Literaturwettbewerb der Gruppe 48Bücherfreunde aus ganz Deutschland beim Finale dabei

Lesezeit 3 Minuten
Beim Finale traten (v.l.) Karin Posth, Angie Volk, Torsten Himstedt, Sophia Oberhuber, Angelica Seithe und Helen Landsberger an.

Beim Finale traten (v.l.) Karin Posth, Angie Volk, Torsten Himstedt, Sophia Oberhuber, Angelica Seithe und Helen Landsberger an.

Rösrath – Andächtige Stille herrscht im Saal der Bildungswerkstatt von Schloss Eulenbroich am Sonntag – der Verein „Die Gruppe 48“ hat zum Finale des Literaturwettbewerbes 2018 eingeladen. Gekommen sind rund 50 Literaturliebhaber aus ganz Deutschland, darunter die kompetenten Jurymitglieder, meist Literaturwissenschaftler, die sechs Finalteilnehmer und die nicht minder kompetenten Besucher.

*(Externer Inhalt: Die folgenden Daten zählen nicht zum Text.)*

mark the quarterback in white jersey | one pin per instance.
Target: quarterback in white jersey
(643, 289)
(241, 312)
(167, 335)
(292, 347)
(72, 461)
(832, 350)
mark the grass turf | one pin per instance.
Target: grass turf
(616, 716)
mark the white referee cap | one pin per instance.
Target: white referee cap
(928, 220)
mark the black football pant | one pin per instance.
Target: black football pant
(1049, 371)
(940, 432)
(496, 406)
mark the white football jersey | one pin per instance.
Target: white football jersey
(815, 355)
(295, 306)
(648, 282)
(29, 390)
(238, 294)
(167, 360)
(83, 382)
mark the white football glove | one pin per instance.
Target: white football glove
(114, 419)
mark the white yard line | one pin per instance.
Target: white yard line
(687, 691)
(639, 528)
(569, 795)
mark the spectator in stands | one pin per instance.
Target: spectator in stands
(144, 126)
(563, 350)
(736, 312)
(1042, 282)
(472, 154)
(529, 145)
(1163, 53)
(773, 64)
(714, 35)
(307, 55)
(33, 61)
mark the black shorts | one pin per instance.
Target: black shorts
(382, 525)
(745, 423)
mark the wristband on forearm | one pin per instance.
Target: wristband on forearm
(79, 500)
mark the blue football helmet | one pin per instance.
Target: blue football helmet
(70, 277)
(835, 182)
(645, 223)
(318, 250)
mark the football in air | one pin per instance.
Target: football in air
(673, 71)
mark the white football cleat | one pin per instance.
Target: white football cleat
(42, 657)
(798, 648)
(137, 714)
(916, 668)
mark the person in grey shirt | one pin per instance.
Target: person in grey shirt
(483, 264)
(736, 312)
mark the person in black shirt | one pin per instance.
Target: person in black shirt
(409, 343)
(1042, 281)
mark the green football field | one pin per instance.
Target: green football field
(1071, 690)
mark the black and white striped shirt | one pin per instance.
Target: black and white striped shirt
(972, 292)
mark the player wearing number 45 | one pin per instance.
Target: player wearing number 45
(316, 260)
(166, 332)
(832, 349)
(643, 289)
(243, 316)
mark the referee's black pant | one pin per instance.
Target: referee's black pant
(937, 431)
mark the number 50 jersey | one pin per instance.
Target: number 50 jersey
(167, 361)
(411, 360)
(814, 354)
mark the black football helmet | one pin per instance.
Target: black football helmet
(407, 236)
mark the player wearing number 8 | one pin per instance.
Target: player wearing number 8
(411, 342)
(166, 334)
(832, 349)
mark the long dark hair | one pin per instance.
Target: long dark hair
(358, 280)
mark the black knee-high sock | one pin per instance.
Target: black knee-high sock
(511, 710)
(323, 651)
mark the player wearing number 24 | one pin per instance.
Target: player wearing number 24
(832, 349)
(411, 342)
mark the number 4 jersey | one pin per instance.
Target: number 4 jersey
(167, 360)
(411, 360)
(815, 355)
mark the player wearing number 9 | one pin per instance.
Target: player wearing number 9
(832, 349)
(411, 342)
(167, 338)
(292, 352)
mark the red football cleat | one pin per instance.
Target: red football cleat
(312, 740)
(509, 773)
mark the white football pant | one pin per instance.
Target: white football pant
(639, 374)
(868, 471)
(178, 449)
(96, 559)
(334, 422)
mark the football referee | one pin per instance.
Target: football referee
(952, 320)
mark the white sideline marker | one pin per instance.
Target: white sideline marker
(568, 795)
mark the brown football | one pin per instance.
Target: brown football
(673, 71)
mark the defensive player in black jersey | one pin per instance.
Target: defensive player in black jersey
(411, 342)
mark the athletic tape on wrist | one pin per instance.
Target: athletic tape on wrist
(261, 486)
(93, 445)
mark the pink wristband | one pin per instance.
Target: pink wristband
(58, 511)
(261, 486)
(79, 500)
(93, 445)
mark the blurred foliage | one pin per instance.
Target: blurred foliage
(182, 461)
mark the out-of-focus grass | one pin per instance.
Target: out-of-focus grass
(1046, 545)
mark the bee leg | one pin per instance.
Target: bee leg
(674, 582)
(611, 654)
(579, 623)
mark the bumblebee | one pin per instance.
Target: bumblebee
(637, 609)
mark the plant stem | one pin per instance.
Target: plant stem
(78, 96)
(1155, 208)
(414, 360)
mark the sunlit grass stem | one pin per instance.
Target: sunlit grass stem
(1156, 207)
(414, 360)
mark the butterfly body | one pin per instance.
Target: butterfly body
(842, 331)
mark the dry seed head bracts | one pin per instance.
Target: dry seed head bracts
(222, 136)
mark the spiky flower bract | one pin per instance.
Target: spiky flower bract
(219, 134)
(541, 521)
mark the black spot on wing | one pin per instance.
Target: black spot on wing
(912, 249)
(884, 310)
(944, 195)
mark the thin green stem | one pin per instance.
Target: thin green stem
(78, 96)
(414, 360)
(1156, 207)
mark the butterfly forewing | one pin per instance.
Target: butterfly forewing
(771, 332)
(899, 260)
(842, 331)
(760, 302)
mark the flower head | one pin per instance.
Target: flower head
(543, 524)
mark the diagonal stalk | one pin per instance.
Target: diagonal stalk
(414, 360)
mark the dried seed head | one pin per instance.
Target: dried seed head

In einem anonymisierten Auswahlverfahren hat die Jury unter 341 Wettbewerbsteilnehmern drei Autoren für das Prosa-Finale nominiert, und weitere drei Autoren für den Förderpreis. „Insgesamt haben wir eine Lyrik-Kopflastigkeit, da die ausgewählten Gedichte nach Ansicht unserer Jury die qualitativ besten Beiträge waren“, berichtet die Vorsitzende Dr. Hannelore Furch, Literaturwissenschaftlerin aus Rösrath. „Zwei Damen aus der Finalrunde 2017 haben in diesem Jahr erneut die Endrunde erreicht – Karin Posth und Angelica Seithe.“ Seithe, Psychologin und Psychotherapeutin, beeindruckt mit Gedichten, die enge Verflechtungen zwischen Natur und Beziehung eingehen. „Wir teilen das Moos unsrer Jahre, es wächst mir herüber von dir, unsere hängenden Zweige berühren die Zeit“, lauten die letzten Zeilen des Werks „Lichtung“.

Komplimente von der Jury

Die Jury entdeckt im anschließenden Gespräch mit der Lyrikerin „Sprachbilder von großer Kraft“, das Zusammenspiel von Vortrag und Stimmlage, sieht Erinnerungen an Ingeborg Bachmanns Sprache. „Ein Kompliment“, wertet die Profi-Lyrikerin Angelica Seithe. „Aber ich liebe meinen eigenen Ton.“ Doch aus der Reihe der Zuhörer lobt Kollege Torsten Himstedt explizit den Vers „trinken, wenn der Boden blüht aus Lachen blauer Blumen“, sieht Synergien zu eigenen Gedankengängen.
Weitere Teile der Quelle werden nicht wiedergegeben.